It's almost like something tuning up, that start. And it was, in a way, because what tuned up as "Chasing a Bee" slowly but surely emerges from a fog of high tones and echoes was something which helped change my life, really. It had to be bigger than just a band.
Suzanne Thorpe, flautist extraordinaire, had it more right than most when she told her mom that she played in a modern string ensemble. Mercury Rev were just so unlike anything I had come across before, all while pushing some wonderful, specific buttons. Perhaps in retrospect the lines are clearer, and yet there still remains something of pure uniqueness at play here. Did it emerge from the fact that the band members legendarily were always at each other's throats? Maybe that's why later in "Chasing a Bee" you hear David Baker screaming and squeaking while guitars drop like sonic bombs and a winsome chorus in the murk sings "La, la, la," time and again, and that's only half the tale. When you consider this was all originally done as a school project, a soundtrack for a film, the fact that this stands so wonderfully well on its own is part of the big secret.
When I first heard about them in 1991, Rough Trade had just gone under in the States. Happily I was able to find a copy of the original issue before they completely disappeared; meanwhile, over in the UK they were going nuts for them, and I was sorely jealous of the fact they seemed to be playing oodles of dates and tours off that direction while coming nowhere near LA (and to date I still haven't seen them, though I've gotten close). In the meantime, I played this mother to death and then some. When the American reissue came out with about seven extra tracks and things, I was in raptures. And all this time later I'm still wonderfully, happily transfixed by this amazing album.
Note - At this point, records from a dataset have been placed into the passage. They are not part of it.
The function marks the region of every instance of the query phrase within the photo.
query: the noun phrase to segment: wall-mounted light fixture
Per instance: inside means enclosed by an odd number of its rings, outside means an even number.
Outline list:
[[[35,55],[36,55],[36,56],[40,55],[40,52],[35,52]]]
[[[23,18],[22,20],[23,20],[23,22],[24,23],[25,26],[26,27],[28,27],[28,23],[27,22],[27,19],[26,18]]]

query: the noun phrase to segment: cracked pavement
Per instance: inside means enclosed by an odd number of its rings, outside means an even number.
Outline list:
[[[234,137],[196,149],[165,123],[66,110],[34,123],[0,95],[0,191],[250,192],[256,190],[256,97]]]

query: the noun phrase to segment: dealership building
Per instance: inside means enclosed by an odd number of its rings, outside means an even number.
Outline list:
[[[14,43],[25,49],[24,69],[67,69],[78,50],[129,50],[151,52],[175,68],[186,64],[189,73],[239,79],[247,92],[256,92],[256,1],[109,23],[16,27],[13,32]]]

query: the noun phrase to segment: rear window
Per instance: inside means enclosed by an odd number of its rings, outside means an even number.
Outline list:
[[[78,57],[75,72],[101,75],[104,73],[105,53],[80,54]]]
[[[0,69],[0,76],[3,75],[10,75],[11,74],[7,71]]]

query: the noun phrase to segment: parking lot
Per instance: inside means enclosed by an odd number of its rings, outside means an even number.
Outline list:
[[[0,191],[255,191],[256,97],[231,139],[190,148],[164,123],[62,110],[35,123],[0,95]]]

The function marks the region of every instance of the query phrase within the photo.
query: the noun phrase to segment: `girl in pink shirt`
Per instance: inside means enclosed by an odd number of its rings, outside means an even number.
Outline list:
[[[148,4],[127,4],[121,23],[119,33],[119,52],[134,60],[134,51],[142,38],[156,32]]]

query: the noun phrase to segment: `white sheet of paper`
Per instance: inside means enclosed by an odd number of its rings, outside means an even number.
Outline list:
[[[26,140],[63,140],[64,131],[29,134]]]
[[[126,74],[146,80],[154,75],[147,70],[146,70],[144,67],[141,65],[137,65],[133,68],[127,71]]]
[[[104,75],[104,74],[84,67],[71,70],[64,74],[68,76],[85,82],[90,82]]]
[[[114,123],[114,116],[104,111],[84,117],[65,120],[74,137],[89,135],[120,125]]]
So many wonderful ways around this record. The way "Syringe Mouth" has this big dumb rock riff that stomps on the world while drawling and screaming vocals overlap in the insanity, the way "Coney Island Cyclone" has the line about 'picking up the Skylab, throw it back in space," the way "Blue and Black" is at once a sublime Jesus and Mary Chain parody, only in a way the Butthole Surfers never tried, more in sense of strange feel than anything else, and just sublime on its own, creeping all around with odd rumbles, possessed of a lovely piano break swathed in effects, or perhaps the way "Sweet Oddysee of a Cancer Cell to the Center of Yr Heart" is seven minutes of rolling drums, thunderous guitar orchestrations, things which at once was not anything really mainstream but not anything really indie either, at least not to my knowledge at the time. It packs in so many possibilities, one atop the other, and is never content to sit still, not even as "Very Sleepy Rivers" unwinds ever so slowly, deliberately, a strange viscous drip down one weird spiral.
And "Frittering"? I don't think I heard anything so sad, so crushed, so regretful and lost that year. The way it faded in ever so gently, Jonathan Donahue's vocals detailing somebody, somewhere just wasting time -- and not in a proud slacker way or a contemptuous snarl, just very matter of factly like there was nothing to do because nothing else could be done -- over that steady thump and grind of organs and guitars and electric melancholy -- just cuts, and cuts deep, somehow.
So many bands would take forever to get to this stage. Mercury Rev were just getting started. Astounding.